Canadian and American media have been covering a confrontation in a Toronto street in which neighbours gathered together to get rid of a group of Christians who were preaching on their street. They claimed that they were standing in defence of a homosexual who lived there and who they claimed the Christians were targeting. In the days following this altercation, it became clear that the Christians were not targeting anyone in particular and even the homosexual resident spoke up in defense of the right of the Christians to be there.
But what is telling about this whole debacle is not the minor skirmish but the comments from the public in response. Over 900 comments are below this Globe & Mail article, many of them spewing hatred against Christians. One reader writes “This needs to happen more frequently… People need to stand up against these religious conservative wacko’s.” Another writes “I can’t believe how much restraint they showed, I personally would not have been so kind.” And one more opined “Religious zealots of all stripes should be done away with, IMO.” And these are the comments that are allowed by the website’s editor (many more have been removed).

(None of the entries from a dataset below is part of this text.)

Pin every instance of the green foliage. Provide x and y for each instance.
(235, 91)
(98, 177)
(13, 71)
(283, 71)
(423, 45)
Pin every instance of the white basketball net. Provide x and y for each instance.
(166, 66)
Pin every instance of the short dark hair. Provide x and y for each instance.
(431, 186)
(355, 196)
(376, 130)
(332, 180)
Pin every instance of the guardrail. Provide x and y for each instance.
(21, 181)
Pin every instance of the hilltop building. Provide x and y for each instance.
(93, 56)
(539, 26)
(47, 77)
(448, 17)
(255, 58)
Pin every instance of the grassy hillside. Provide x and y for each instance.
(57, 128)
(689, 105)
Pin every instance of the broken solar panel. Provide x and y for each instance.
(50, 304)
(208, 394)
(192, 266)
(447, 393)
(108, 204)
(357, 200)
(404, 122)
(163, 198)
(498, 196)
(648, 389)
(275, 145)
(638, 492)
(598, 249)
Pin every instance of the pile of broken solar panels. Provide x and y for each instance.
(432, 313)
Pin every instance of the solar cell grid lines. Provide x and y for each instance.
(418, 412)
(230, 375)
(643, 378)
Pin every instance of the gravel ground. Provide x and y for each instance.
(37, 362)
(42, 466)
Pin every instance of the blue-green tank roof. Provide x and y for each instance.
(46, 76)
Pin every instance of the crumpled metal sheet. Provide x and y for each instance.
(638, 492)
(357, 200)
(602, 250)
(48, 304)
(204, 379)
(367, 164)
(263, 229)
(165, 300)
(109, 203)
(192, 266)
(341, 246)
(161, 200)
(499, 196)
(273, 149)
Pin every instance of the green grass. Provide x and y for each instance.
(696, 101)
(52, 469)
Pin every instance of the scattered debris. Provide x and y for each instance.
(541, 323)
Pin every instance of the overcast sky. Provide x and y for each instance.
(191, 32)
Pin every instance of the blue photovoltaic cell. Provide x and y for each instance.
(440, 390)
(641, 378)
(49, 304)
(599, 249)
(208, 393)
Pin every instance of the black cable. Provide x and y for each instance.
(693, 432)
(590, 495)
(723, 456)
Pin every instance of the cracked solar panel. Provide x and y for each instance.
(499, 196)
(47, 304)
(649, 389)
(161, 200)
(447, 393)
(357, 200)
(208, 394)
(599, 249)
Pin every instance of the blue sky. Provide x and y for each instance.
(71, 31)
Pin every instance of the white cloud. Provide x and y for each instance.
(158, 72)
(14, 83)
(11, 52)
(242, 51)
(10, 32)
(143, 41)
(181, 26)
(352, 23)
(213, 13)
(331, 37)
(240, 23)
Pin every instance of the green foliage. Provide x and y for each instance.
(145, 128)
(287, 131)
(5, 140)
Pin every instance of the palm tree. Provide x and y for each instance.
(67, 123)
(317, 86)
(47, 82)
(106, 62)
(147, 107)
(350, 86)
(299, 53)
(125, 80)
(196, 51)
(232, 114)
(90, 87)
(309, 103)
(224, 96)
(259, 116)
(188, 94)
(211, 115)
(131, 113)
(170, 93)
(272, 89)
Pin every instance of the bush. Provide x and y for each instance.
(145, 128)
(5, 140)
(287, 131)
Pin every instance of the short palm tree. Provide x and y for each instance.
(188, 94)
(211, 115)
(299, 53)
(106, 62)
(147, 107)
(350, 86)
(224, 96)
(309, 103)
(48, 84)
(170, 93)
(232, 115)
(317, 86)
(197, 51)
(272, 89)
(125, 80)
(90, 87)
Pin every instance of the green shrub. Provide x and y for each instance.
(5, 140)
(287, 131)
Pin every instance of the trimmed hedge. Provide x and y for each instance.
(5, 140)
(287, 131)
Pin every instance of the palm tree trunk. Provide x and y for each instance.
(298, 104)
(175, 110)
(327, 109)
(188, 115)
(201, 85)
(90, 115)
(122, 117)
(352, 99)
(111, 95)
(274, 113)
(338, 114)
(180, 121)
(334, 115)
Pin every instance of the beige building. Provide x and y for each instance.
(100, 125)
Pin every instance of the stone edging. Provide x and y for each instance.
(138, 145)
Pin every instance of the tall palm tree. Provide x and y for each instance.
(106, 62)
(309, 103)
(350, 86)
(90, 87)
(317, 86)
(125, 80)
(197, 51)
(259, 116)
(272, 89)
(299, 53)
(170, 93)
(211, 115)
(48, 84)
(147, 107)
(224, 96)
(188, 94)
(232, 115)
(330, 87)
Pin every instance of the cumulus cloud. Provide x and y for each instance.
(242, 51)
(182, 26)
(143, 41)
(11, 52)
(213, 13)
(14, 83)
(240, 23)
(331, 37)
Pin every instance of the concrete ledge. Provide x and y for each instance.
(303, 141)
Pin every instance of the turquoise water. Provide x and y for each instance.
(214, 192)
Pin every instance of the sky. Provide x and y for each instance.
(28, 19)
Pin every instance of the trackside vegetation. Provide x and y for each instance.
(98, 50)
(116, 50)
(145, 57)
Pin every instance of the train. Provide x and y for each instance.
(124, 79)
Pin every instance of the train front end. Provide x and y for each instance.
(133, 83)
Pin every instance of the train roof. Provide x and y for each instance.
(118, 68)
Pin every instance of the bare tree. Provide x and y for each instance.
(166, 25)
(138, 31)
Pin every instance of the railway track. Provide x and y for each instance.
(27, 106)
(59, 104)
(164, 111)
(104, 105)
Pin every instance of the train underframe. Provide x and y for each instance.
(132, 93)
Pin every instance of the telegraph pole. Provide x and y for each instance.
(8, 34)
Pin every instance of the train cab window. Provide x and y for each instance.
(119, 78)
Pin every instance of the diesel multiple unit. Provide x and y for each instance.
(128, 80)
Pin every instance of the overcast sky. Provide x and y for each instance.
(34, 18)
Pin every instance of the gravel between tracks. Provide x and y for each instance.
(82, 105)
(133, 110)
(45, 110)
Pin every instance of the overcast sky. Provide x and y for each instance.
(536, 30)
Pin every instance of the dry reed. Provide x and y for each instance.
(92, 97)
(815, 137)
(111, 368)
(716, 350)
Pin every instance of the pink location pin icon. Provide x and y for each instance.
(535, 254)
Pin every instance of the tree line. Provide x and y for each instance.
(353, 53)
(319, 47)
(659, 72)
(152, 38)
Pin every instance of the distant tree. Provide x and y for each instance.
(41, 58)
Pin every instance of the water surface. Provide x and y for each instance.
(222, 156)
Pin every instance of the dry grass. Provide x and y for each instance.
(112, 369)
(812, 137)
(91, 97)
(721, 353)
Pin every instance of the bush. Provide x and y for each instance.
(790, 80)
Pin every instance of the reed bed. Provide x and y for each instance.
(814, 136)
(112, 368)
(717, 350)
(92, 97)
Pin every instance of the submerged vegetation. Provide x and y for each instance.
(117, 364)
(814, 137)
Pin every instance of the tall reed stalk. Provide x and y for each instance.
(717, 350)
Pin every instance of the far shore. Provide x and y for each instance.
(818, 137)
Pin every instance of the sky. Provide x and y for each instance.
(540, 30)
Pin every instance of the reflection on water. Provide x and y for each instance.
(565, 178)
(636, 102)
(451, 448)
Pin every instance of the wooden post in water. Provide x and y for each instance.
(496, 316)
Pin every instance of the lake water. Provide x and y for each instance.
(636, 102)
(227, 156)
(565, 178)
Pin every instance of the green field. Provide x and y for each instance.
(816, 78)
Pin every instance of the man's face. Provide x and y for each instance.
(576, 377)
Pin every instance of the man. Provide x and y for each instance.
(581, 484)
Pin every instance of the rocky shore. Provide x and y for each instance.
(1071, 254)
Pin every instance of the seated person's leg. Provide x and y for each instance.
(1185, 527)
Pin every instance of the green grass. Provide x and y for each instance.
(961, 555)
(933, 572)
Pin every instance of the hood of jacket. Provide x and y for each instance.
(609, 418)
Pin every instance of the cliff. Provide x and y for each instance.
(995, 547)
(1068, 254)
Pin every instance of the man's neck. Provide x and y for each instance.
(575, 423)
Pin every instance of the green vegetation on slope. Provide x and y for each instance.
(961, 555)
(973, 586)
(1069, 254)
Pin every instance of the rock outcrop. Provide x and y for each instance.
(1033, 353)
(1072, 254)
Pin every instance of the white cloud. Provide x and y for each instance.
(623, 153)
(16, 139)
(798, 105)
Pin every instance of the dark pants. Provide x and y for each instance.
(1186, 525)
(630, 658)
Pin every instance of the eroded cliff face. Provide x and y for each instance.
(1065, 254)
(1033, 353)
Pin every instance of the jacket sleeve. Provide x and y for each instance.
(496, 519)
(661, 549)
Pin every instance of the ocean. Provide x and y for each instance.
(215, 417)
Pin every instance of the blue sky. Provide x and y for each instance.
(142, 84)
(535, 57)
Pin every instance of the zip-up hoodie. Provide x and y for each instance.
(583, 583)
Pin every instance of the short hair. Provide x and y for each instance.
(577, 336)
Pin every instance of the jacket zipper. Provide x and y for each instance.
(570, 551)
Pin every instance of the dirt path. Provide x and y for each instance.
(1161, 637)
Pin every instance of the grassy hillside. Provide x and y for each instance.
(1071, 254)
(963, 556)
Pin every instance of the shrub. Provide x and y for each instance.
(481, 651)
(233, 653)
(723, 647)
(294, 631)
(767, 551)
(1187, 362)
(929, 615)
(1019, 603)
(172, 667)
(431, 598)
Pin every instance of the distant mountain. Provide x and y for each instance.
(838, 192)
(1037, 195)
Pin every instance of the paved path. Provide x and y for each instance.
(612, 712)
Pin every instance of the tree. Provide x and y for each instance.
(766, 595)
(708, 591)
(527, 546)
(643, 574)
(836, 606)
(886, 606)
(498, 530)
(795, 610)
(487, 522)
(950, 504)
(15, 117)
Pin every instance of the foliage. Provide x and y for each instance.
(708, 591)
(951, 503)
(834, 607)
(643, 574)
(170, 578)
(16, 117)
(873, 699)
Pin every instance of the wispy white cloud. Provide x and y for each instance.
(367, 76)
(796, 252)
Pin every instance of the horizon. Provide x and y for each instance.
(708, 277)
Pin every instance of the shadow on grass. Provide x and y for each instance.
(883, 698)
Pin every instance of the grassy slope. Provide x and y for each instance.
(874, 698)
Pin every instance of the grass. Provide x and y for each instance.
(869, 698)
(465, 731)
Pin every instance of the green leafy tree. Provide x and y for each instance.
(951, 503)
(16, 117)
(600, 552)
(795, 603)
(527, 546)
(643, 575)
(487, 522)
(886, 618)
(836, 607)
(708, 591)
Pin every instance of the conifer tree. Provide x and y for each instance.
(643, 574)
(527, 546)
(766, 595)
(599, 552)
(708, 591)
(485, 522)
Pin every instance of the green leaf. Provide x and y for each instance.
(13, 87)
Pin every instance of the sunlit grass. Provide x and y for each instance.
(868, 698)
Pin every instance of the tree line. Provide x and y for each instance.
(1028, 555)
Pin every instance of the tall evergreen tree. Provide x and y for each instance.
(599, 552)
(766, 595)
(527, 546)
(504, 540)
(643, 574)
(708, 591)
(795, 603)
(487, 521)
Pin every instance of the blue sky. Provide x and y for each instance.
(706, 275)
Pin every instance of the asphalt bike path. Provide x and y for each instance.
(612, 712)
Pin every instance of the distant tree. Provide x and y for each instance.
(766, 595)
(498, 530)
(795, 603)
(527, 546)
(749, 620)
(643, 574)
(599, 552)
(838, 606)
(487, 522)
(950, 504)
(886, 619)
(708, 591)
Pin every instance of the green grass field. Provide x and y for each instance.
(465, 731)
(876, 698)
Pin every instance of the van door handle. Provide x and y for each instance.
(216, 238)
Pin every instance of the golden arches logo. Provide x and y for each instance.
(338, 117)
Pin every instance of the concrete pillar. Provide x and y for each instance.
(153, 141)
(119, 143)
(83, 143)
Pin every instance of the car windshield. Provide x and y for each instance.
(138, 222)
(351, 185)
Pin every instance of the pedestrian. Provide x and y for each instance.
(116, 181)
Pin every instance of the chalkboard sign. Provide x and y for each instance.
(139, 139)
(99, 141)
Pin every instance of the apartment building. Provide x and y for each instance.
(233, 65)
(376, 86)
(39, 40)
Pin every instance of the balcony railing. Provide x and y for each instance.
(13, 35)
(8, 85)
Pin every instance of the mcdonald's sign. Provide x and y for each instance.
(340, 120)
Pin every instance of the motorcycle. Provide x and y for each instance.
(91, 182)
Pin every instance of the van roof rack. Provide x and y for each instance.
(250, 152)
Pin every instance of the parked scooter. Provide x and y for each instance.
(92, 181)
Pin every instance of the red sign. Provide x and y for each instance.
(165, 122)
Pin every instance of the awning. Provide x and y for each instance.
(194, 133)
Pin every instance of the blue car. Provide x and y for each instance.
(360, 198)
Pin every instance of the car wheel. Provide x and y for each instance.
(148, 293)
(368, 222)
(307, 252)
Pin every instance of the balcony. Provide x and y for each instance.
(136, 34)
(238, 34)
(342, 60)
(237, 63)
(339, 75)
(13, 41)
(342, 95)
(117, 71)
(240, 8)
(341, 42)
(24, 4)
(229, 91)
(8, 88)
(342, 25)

How do we respond? The Bible has many things to say about how to answer a fool. As the book of Proverbs reminds us, sometimes the best response is to remain silent. Their claims of being tolerant Canadians will be revealed for the lies they are. Even more powerful than silence is to respond with love. In Matthew 5 Jesus urges us to “Love your enemies and pray for those who persecute you, that you may be sons of your Father in heaven.” In that same chapter He calls us to turn our cheek to the one who strikes us. He also encourages us with these words “Blessed are you when people insult you, persecute you and falsely say all kinds of evil against you because of me. Rejoice and be glad, because great is your reward in heaven, for in the same way they persecuted the prophets who were before you.” We can dispel the nasty comments by living as salt and light in our communities and country.